> Lundi 22 juillet. Pour espérer fouler du pied les grottes de la mosquée souterraine du sage soufi Beket Ata au Kazakhstan, il faut cheminer avec des pèlerins et ne pas craindre la panne mécanique.
La traversée du désert se partage
avec une famille de touristes religieux venue de Nukus en Ouzbékistan
et avec quelques fervents kazakhs. Près de 600 km aller et retour
d'Aktau quitté à l'aube. Somnolence et dromadaires dans la lumière
pâle du matin, avant les chaleurs torrides.

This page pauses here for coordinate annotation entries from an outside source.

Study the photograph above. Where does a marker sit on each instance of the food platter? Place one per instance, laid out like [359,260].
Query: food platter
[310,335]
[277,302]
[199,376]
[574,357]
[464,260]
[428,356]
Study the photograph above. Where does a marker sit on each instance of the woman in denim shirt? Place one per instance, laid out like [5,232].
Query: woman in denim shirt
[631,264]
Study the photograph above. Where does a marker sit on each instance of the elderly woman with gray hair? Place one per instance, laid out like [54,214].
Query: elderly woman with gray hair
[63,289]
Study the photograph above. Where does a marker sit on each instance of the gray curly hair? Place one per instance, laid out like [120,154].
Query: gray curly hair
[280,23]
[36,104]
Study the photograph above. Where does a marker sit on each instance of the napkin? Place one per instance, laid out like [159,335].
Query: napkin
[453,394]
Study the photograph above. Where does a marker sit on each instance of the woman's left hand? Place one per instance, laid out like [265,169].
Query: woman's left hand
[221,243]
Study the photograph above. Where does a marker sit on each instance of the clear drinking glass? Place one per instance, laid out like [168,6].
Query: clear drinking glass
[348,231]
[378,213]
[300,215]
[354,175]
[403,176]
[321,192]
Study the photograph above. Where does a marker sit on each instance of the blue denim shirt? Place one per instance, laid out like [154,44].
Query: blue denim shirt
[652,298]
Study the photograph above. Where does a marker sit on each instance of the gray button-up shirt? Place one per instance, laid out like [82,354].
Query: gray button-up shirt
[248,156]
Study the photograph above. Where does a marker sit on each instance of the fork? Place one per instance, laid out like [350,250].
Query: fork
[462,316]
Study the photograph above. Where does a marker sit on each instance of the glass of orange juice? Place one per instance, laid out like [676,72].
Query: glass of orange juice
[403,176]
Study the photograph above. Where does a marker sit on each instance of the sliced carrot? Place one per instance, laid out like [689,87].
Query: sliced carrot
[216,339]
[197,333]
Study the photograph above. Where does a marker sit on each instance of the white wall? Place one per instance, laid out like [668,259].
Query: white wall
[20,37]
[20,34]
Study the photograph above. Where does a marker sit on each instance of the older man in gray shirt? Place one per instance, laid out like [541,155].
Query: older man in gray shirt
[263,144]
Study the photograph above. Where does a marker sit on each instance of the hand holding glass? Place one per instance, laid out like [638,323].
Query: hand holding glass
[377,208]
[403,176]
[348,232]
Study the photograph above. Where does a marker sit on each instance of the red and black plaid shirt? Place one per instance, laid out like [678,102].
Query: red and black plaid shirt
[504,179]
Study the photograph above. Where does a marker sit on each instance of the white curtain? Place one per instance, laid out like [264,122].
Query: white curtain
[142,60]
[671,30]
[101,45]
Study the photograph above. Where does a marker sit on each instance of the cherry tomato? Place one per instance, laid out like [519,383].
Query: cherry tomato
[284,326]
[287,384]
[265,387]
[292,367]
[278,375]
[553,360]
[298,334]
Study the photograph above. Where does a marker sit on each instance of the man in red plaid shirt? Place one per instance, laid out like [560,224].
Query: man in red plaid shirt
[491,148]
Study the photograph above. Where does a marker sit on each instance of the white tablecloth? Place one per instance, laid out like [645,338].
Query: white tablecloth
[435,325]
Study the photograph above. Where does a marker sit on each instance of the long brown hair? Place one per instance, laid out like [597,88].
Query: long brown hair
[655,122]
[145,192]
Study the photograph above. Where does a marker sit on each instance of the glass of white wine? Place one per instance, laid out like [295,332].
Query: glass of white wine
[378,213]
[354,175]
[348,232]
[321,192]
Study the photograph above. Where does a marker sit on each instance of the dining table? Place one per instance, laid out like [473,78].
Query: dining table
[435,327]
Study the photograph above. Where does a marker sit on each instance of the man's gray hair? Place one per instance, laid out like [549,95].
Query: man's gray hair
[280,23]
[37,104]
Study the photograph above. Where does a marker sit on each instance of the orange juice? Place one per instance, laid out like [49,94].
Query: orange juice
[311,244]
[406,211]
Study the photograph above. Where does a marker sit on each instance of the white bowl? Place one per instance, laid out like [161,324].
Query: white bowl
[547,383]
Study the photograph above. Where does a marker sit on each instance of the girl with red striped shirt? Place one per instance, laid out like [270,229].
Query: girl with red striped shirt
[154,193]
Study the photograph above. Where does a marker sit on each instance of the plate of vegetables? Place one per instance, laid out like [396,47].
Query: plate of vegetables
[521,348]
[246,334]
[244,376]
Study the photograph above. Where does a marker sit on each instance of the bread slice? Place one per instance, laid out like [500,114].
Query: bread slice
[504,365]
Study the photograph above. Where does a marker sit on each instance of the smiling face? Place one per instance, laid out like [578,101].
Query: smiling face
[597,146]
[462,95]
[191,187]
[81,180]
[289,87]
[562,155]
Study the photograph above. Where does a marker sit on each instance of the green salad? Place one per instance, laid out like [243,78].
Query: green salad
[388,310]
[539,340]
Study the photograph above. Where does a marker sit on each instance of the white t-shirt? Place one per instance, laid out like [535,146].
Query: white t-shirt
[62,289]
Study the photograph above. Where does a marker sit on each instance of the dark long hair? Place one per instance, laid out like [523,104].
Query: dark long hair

Un premier arrêt à Chopan-Ata permet
une mise en jambe de l'âme. L'Islam ici est soufisme. Mystique, mêlé
de chamanisme. Il s'agit de faire une ronde silencieuse dans la
mosquée troglodyte autour d'un tronc sur lequel chacun attache des
lambeaux de vêtements puis se caresse le visage du sacré exhalé
par le bois. Un pèlerinage implique aussi de bonnes rasades de thé,
noir et au lait ou vert léger, et nombres de sucreries offertes aux
croyants. Le temps du Ramadan n'a pas d'emprise sur cette tradition.
A Beket Ata, une mosquée-auberge
attend les pèlerins au bord du précipice et des mille marches qu'il
ne manqueront pas de s'infliger en pénitence sous le soleil écrasant
de l'après-midi. Là aussi, thé, pain, gâteaux, sucreries, tables
basses et coussins durs.
La descente à la mosquée semble
presque fraîche, la remontée le sera beaucoup moins. En bas, les
quelques boyaux atteignent une saturation d'humidité qui doit
participer à la transe mystique de certains. Après l'offrande, la
mosquée-auberge rabat les fidèles et les autres en son sein. Deux
salles féminine et masculine ronflent doucement, les corps jetés
pêle-mêle sur des tapis désordonnés chez les femmes, docilement
alignés chez les hommes. L'heure du repas les réveille aux cris
d'une sèche matrone. Le beshbarmak, « cinq doigts » en
référence à son mode de consommation, est servi dans un plat
unique pour cinq hommes ou femmes, à même le sol. Aux doyens échoie
le privilège de couper les abats de mouton présentés, queue,
couilles et mentons poilus. Le bouillon gras se doit d'être
gloutonnement siroté à côté. Une épreuve pour les novices que
nous sommes. Chez les femmes, seules les épouses dûment munies d'un
foulard blanc peuvent desservir une fois le repas terminé.
Certains dorment encore quelques heures
avant de finalement quitter le site en pleine nuit, d'autres, dont
nous sommes, s'engouffrent dans les marshrutkas à peine le repas
avalé. Hélas nous espérions arriver à Aktau par une nuit encore
jeune. Le percement du radiateur en aura décidé autrement. Trois
heures d'attente en plein désert sous un soleil mourant puis le
silence enveloppant de la nuit pour une pièce hypothétique.
Camilla, ingénieure du pétrole à Aktau où elle a grandi, en est
sûre. « Beket Ata a voulu nous retenir un peu plus ».